La realtà dell’educazione certo ha e deve avere radici profonde nelle scelte educative della famiglia e nei valori, anche religiosi, della comunità di riferimento, ma lo spazio pubblico dell’istruzione non vive solo dei presupposti del retaggio educativo familiare in questo senso, ma anche dell’educazione del cittadino ai valori della laicità repubblicana. E questo è un punto che anche chi è interessato alla tutela della scuola privata come tutela della libertà educativa deve oggi inquadrare meglio che in passato. Perché questa istanza non è laicismo, ma educazione ad uno spazio pubblico condiviso dove possono e devono entrare in relazione, convivendo ordinatamente, presupposti culturali, spirituali e morali, e conseguenti scelte educative le più diverse. E quest’istanza è un orizzonte non dismissibile nelle problematiche dell’istruzione pubblica che lo Stato deve garantire quando la convivenza di presupposizioni di mondi vitali culturali e religiosi si fa plurima nel contesto delle società multietniche e multiculturali, ben più che per il passato, quando la dialettica era ristretta al segno più o meno di una singola credenza religiosa pervasiva dell’intera società, insomma alla dialettica post-unitaria laici-cattolici.

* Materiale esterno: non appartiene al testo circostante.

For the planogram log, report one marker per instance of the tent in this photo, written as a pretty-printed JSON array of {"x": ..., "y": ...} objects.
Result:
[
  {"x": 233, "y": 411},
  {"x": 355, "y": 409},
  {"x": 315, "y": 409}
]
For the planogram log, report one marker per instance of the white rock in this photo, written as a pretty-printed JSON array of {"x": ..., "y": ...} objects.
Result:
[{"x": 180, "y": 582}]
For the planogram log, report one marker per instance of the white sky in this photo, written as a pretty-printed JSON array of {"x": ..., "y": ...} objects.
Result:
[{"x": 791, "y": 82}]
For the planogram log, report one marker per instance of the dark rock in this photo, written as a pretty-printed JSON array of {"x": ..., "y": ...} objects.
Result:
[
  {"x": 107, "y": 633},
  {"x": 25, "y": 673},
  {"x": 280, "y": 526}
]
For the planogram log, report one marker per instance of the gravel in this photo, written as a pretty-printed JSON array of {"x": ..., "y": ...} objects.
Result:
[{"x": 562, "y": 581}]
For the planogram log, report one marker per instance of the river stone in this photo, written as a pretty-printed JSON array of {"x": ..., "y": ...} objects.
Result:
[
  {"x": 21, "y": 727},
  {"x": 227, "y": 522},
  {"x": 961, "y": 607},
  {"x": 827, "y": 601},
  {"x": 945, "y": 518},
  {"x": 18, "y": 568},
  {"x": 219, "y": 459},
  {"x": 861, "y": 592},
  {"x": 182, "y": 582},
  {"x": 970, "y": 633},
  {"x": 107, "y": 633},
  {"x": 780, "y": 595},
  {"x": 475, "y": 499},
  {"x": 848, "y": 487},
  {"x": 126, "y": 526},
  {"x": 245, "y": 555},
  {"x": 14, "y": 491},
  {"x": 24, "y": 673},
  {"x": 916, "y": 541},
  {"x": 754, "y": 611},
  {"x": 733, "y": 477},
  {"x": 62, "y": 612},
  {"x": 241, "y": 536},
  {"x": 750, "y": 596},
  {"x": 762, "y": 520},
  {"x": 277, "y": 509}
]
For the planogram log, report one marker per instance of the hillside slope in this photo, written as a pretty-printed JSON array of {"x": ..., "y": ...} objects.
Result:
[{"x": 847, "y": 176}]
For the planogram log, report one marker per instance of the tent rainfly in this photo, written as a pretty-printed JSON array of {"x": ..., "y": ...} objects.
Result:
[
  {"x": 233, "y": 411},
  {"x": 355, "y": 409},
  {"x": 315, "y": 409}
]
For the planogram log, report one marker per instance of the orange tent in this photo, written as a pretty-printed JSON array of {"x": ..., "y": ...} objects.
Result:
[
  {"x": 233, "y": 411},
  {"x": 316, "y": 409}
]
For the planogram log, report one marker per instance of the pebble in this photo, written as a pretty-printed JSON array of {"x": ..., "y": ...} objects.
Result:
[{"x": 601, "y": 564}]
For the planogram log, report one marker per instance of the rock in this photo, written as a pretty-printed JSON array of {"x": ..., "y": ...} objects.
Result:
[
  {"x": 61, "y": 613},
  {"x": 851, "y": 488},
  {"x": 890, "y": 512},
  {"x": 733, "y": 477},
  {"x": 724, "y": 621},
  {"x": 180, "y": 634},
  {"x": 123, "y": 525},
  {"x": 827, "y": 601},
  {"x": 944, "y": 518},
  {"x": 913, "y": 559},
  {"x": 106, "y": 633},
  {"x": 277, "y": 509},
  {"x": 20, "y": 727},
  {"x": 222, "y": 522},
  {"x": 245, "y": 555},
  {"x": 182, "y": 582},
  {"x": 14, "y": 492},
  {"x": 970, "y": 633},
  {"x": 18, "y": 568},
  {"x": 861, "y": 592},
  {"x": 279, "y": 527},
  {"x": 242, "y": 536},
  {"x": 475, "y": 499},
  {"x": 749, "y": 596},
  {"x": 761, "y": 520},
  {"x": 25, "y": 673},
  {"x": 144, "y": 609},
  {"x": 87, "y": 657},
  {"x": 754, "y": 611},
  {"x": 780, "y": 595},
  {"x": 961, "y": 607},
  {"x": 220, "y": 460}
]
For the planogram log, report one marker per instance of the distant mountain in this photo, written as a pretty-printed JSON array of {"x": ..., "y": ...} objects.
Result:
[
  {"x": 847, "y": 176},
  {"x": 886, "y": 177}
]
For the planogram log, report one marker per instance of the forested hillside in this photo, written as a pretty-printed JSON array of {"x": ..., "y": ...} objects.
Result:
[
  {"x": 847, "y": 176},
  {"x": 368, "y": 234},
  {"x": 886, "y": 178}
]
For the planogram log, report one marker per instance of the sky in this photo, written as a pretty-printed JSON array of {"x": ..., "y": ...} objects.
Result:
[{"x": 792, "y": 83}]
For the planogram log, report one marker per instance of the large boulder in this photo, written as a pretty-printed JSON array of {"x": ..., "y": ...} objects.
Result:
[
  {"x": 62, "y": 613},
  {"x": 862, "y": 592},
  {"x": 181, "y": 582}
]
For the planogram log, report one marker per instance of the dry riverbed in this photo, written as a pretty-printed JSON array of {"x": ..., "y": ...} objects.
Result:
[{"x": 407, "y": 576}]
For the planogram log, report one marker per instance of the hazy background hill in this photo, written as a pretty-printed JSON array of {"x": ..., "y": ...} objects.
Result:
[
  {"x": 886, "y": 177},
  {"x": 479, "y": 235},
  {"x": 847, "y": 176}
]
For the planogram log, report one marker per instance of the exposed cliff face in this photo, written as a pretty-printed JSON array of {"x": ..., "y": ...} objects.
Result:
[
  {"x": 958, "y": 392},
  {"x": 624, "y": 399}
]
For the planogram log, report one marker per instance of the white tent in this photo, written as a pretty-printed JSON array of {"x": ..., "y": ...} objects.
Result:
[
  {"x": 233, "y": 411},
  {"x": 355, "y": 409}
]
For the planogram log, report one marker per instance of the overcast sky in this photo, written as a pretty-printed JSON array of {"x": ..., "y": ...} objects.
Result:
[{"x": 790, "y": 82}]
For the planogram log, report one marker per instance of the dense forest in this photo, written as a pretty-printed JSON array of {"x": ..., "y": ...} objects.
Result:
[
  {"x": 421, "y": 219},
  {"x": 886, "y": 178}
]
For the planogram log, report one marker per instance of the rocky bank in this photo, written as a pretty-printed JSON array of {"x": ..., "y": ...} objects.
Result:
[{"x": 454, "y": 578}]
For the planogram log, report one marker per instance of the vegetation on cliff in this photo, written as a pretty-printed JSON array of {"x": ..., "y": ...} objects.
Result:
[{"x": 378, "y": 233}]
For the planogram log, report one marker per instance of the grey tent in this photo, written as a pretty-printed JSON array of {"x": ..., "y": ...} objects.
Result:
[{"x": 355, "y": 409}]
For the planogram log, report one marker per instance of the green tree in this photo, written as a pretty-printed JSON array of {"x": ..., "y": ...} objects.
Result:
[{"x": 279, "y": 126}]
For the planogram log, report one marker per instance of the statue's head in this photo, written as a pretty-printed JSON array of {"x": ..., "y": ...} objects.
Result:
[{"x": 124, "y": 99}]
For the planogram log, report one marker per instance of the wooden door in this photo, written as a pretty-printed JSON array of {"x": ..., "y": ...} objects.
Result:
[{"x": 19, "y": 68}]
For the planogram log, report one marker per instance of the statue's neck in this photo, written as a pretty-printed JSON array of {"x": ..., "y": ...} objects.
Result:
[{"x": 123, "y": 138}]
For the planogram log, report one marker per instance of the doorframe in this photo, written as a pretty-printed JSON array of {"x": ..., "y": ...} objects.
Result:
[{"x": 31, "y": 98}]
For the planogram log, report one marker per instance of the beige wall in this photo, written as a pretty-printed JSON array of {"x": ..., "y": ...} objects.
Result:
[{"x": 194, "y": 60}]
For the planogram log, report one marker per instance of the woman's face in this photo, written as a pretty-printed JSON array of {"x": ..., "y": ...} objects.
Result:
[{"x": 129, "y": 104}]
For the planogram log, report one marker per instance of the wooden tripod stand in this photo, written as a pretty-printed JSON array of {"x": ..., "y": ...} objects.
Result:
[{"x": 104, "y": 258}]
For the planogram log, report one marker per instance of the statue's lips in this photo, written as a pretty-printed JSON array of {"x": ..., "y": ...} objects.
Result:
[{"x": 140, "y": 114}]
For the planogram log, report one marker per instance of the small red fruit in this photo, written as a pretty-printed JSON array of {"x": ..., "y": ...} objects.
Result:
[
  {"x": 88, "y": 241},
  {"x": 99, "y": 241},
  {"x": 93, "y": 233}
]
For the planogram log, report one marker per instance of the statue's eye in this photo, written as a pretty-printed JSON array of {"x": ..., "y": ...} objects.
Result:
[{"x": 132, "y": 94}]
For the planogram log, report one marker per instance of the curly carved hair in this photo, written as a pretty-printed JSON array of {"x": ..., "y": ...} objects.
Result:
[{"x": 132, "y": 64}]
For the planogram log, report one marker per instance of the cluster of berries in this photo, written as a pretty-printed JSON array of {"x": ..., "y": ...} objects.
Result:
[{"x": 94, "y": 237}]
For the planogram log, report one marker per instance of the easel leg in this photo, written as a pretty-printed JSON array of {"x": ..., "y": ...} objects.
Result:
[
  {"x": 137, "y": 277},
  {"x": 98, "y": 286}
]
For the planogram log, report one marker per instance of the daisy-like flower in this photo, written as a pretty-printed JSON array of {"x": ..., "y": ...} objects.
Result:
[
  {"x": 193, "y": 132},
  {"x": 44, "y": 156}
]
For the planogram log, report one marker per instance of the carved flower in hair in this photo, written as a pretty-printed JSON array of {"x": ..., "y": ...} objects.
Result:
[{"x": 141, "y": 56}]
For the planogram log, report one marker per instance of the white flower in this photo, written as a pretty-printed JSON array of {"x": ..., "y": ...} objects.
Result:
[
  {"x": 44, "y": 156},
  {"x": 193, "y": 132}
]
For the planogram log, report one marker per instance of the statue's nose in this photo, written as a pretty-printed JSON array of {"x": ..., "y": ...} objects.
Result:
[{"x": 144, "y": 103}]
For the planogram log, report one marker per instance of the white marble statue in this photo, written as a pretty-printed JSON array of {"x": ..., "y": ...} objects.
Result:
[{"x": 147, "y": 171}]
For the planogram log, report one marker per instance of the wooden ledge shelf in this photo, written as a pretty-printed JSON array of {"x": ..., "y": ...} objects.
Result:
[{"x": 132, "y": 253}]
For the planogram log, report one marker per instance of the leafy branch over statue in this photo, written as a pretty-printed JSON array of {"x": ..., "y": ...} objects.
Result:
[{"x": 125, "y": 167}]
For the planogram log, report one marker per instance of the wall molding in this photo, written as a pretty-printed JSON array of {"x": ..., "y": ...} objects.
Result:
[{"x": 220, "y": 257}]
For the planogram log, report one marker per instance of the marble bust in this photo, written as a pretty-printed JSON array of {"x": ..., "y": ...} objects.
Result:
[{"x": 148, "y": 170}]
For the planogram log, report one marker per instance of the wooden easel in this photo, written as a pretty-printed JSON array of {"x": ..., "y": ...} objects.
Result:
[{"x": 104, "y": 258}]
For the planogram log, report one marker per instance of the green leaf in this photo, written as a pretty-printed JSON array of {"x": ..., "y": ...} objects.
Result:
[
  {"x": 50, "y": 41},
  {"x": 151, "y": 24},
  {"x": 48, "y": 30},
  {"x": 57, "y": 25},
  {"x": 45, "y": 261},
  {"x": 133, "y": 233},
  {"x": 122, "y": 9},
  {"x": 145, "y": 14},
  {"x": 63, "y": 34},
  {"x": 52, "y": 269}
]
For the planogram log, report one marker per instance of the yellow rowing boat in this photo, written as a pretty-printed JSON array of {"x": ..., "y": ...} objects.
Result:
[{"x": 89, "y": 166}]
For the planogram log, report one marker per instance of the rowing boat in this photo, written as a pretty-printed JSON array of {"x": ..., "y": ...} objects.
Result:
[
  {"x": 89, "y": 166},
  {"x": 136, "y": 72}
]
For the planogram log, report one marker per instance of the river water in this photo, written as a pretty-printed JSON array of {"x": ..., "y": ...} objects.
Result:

Il che vuol dire che nella società multiculturale, proprio a proteggere l’orientamento educativo familiare, e a farlo convivere con la differenza di questi orientamenti, il ruolo pubblico della scuola statale è destinato a crescere e non a diminuire, non per laicismo ma per la laicità necessaria ad una società plurivaloriale oggi già nell’ambito familiare. E in questa scuola pubblica e statale si giocheranno più che per il passato la tutela dei valori cari a Cl, a meno che non si immagini di volerli puri e minoritari, largamente minoritari, nelle proprie scuole.